A highlight of Teerth Patel’s manufacturing engineering internship at Tesla was the chance to get behind the wheel of one of the top-performing electric vehicles in the world: the Model S Plaid, which goes from zero to 60 in 1.99 seconds and costs nearly $125,000.

For a self-described “Tesla fanboy” like Patel, taking the car for a quick (30 mph) spin around the parking lot was a dream come true. Then again, so was spending 17 weeks on the manufacturing floor of the Tesla Gigafactory in Sparks, Nevada, working with the quality engineering team on the final assembly of drive units.

“Getting hands-on experience with all this technology, seeing the direct impact of my work on my dream company, was absolutely incredible,” says Patel, a mechanical engineering major and Honors student from Dracut, Massachusetts. “I love what the company stands for, the work they’re doing for sustainable energy. After seeing things from an insider’s point of view, I have even more respect for them.”

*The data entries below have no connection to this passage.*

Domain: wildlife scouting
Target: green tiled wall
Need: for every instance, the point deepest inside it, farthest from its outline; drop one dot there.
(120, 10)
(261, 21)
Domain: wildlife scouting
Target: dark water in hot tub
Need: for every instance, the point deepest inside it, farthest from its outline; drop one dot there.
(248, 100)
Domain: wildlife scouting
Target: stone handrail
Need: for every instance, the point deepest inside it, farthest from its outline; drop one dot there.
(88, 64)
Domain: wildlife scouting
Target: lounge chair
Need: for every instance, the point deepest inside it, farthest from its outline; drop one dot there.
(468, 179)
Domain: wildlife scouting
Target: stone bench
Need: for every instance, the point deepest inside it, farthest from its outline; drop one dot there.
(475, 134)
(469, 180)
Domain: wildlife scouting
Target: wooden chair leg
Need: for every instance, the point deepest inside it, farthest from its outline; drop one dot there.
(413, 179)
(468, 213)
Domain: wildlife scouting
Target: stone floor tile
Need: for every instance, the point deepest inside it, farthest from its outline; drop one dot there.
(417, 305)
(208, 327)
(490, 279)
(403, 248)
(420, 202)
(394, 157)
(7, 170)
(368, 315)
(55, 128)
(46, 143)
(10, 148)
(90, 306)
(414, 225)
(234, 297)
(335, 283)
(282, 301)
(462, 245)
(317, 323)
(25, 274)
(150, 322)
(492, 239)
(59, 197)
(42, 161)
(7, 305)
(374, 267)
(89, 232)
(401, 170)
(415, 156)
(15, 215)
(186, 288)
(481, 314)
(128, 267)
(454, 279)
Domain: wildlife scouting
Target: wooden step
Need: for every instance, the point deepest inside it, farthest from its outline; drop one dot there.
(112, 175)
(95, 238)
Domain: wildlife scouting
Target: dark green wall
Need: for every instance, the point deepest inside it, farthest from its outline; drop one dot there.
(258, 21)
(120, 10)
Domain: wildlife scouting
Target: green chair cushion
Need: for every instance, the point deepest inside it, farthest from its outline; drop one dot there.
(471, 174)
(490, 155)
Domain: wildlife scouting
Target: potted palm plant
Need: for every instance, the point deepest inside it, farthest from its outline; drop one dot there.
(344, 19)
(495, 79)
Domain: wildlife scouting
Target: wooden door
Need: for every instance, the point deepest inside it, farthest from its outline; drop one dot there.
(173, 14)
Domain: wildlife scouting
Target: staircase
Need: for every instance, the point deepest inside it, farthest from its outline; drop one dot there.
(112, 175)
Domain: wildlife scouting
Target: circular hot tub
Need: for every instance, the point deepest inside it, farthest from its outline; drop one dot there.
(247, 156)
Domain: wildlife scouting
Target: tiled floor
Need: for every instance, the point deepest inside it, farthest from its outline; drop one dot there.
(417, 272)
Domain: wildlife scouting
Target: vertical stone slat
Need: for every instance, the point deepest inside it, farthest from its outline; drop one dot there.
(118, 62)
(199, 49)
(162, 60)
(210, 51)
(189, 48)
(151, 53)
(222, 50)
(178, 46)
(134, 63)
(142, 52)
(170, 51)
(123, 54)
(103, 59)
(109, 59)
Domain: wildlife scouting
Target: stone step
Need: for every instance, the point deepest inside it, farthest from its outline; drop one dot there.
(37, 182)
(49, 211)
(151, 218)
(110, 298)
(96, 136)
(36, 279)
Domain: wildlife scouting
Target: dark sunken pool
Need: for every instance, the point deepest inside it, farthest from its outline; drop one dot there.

Perhaps the most amazing aspect of the internship is how Patel got it: by applying cold online.

“I just threw out some applications and got an interview. No referral, no networking,” he says. “I guess I was a good fit for the team.”

It didn’t hurt that as a first-year student, Patel worked in the UML Baseball Research Center as an Immersive Scholar. Or that he landed a product supply manufacturing internship at Procter & Gamble in Andover, Massachusetts, following his sophomore year — an experience that helped prepare him to work on Tesla’s advanced factory floor.

“If you’ve never been on a manufacturing floor, it’s a lot to take in. There’s so much going on around you — moving parts, machines, people, products and materials everywhere — and it can really fluster you. P&G really helped me absorb stuff a lot faster,” says Patel, who flew to Nevada to start his Tesla internship six days after his P&G internship ended.

Tesla provided free housing and transportation for Patel’s cohort of 55 interns. He shared a townhouse with five other interns in nearby Reno, Nevada.

“It was wonderful. We worked very hard but also had a lot of fun,” he says. “I definitely made a lot of lifelong friends. A few of us even joked about starting our own company in the future.”

Patel is returning to P&G for a second summer internship before his senior year, this time working on Gillette razors in the process and engineering department in Boston.

“UMass Lowell’s relationship with P&G has definitely helped me,” says Patel, who adds that gaining internship experience was the top reason he chose UML, followed by the price and the ability to commute from home.

“I feel like UMass Lowell was the perfect package,” says Patel, who is “more than happy” with his decision to become a River Hawk.

“I think it’s worked out really well for me,” he says. “If you want to put in the effort and do your due diligence, doors will open for you.”

Perhaps even the door of a Tesla Model S Plaid.